Flood categories (river-, pluvial-, flash-floods), precursors and early warning; potential data resources – satellites, in-situ; users
2. Rapid Mode - REFERENCE/PRE-EVENT MAP
The aim of a pre-event map is to quickly provide knowledge on the territory and assets prior to the emergency. The content consists of selected topographic features of the area affected by the disaster, in particular exposed assets and other available information that can assist the users in their specific crisis management tasks.
The reference map is based on available reference data and the pre-event images, when available. If pre-event images are not available, the reference map will be based on reference data, the post-event image and ancillary information from other resources.
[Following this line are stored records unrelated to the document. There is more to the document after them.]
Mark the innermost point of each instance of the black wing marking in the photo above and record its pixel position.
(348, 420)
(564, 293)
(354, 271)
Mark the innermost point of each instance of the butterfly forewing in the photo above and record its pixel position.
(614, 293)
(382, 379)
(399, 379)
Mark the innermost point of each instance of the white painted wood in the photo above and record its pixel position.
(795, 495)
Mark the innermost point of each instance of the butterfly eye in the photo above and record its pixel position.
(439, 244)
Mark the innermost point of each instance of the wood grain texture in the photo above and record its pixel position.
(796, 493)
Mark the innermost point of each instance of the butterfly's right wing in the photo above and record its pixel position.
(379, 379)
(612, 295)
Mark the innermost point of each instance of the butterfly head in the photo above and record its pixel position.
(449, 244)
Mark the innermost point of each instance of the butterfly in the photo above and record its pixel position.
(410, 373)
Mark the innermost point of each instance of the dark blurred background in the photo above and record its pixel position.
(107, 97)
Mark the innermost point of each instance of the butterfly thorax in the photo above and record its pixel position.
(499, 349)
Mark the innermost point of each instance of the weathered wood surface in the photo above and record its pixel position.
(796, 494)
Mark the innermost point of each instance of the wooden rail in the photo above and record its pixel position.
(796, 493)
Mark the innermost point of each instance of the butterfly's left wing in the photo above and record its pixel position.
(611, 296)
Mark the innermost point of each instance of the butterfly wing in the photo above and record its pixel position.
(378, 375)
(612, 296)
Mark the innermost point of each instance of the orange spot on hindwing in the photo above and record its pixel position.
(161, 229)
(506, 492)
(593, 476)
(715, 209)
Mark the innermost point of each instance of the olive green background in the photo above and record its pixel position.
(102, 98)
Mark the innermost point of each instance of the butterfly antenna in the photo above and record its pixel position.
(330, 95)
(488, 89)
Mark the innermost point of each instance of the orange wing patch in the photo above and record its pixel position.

Potential exposure: critical infrastructure to be emphasized.
3. Rapid Mode - IMPACT/DELINEATION/GRADING/DAMAGE LEVEL/POST-EVENT MAP
Delineation maps provide an assessment of the event impact and extent. Delineation maps are directly derived from satellite images acquired immediately after the emergency event.
Flood extent as fast as possible.
When relevant, they may be combined with digital modelling and compared with archive information of similar event occurrences.
Flood extent + normal water bodies (reference map data) = grading map
Additionally, damage level maps provide an assessment of the damage (and eventually of its evolution). Damage level maps are directly derived from satellite images acquired immediately after the emergency event. When relevant, they may be combined with digital modelling and compared with archive information of similar event occurrences. Damage level maps include the extent, type and damage specific to the event. They may also provide relevant and up-to-date information that is specific to critical infrastructures, transportation systems, aid and reconstruction logistics, government and community buildings, hazard exposure, displaced population, etc.
Potential/real exposure (critical infrastructure, population, agriculture, etc.) + flood extent = impact/damage level map
4. Rapid mode - SITUATION UPDATE, EVENT MONITORING MAP
Impact/Delineation/Grading/Damage level/Post-Event maps can be updated to provide an assessment of the evolution of the event impact and extent.
Peak-flood level, rate of retreat, dam breakage, etc. = essential components for monitoring.
Monitoring maps: need clear indication of date/time of data capture (instead of production) and highlight change (+/-)
5. Risk & Recovery mode – hazard, vulnerability and risk mapping
To be included here – specifically important for floods - or as specific section under a multi-hazard Risk & Recovery module?